内田真礼×TAKE(FLOW)|ライブ映え必至!ウェーブ曲で見せる“オラオラ真礼”

スタジオに西海岸の風が吹いた

TAKE 今までの楽曲のテイストとは違うものを提示したいという思いもあって。それが2000年前後の西海岸パンクやラップメタルのテイストだったんですよね。裏テーマは“オラオラ真礼”(笑)。そこも彼女にとっては挑戦だったのかなと。

左から内田真礼、TAKE。

内田 今までの私にはまったくないテイストでしたし、新鮮でしたね。最初は「ホントに歌えるのかな?」と心配だったのですが、実際に歌ってみると「私、こういう声も出るんだ!?」という発見がありました。“内田真礼”として歌を歌うときは、あまり「どんなふうに歌おうかな」と考えないんですよ。それもあって、「波乗りキャリーオン」のレコーディングではいつもの内田真礼らしく歌ったんですけど、かなりファンキーな感じになったんじゃないかな。スタジオに西海岸の風が吹きましたから(笑)。

TAKE うん、ビーチが見えた(笑)。

内田 男性陣のコーラスが入ったら、余計にビーチっぽくなって。

TAKE ライブ会場をイメージしていたから、男性のコーラスを入れることは当初から決めていました。ありがたいことに演奏者も提案させてもらえたので、今の自分が考え得る、この曲を最大限に生かせるメンツをチョイスしたんです。ドラムはSPYAIRのKENTA、ベースがFLOWのGOT'S、ギターがTOTALFATのKuboty。“銀魂ミーツNARUTO”みたいな布陣ですね(笑)。

内田 本当に豪華ですよね。スタジオで演奏を聴いたとき、あまりにも濃ゆいので、笑ってしまったんですよ(笑)。

TAKE みんな気合い入ってましたからね。KENTAは普段とは違うスネアを用意してくれて。ただ、Kubotyが二度と弾けないソロを弾いてしまったので、山本(陽介。内田真礼のバックバンドのギタリスト)さんには申し訳ないという気持ちです(笑)。あのギターソロはLAメタルのテイストだから、全体的に独特なバランスになりました。

ライブで歌って初めて完成する曲

──「波乗りキャリーオン」は、内田さんにとっていろいろとハードルが高い曲だったんですね。

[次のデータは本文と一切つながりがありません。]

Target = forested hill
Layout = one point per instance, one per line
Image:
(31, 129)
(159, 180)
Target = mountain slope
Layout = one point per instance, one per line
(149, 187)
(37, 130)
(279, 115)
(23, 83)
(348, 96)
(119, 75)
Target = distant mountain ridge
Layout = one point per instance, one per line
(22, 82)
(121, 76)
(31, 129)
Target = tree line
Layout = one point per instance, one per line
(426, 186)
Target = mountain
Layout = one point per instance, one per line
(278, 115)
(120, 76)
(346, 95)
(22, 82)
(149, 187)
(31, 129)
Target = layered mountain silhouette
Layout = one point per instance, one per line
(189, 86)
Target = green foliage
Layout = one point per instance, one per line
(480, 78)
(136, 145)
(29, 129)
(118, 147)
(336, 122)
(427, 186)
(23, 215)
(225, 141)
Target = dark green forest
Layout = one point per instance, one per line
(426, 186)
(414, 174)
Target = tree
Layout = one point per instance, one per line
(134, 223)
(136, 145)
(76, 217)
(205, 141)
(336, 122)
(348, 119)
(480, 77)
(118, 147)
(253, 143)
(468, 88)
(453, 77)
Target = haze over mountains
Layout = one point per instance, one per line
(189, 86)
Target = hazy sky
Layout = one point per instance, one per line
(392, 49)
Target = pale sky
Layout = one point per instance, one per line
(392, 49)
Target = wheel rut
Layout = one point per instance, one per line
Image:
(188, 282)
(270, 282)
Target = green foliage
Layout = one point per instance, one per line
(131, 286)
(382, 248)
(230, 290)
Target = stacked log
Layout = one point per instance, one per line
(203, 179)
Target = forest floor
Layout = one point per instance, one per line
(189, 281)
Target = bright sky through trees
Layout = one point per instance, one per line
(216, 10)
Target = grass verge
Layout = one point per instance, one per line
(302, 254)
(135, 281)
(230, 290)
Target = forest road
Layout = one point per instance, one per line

内田 そうなんですよ。レコーディングでは緊張しました。

TAKE そんなふうには見えなかったですけどね。スタジオでおにぎり食べてたし。

内田 手作りのおにぎりを持ち込みました(笑)。

TAKE レコーディングに立ち会わせてもらったんですが、いろんな表現できるんだなと感心して見てました。“オラオラ真礼”もちゃんと出てたし。

内田 途中、「そこまでいくとやりすぎ」と言われましたけどね。

TAKE 「キャリーオン」のフレーズのところも、いろんなバージョンで歌ってくれました。「テヘペロな感じで歌ってみてください」とリクエストしても、ちゃんと応えてくれるのがすごいなと。

内田 そのあたりは声優的な要素を出させてもらいました。

TAKE しっかり感情を乗せたBメロもいいんですが、ビーチの風景が見えるようなAメロもいいですね。曲の世界観を表現していて、ストーリーテラーの資質もあるなと。こちらの想定を超えまくったし、最終的に彼女の歌になっているのが素晴らしいなと思いました。

内田 うれしいです! 早くライブでやりたいですね。ライブで歌って初めて完成する曲だと思うので。どういう感じになるのかまったく未知数ですし、初披露がすごく楽しみです。

TAKE お客さんと一緒に現場で成長する曲になったらうれしいですね。“ライブ化け”してもらわないと、もともとの発注にそぐわない曲ということになってしまうので(笑)。

内田 ウェーブのコツも教えてもらいたいです!

TAKE Zeppはどこからでも行けますよ。右からでも左からでもいいし、前からでも後ろからでもいいし。後ろからウェーブをするのはちょっと難しいですけどね。お客さんがウェーブの位置を確かめるために後ろ向いちゃうから(笑)。ぜひ自分もその中の1人になりたいですね。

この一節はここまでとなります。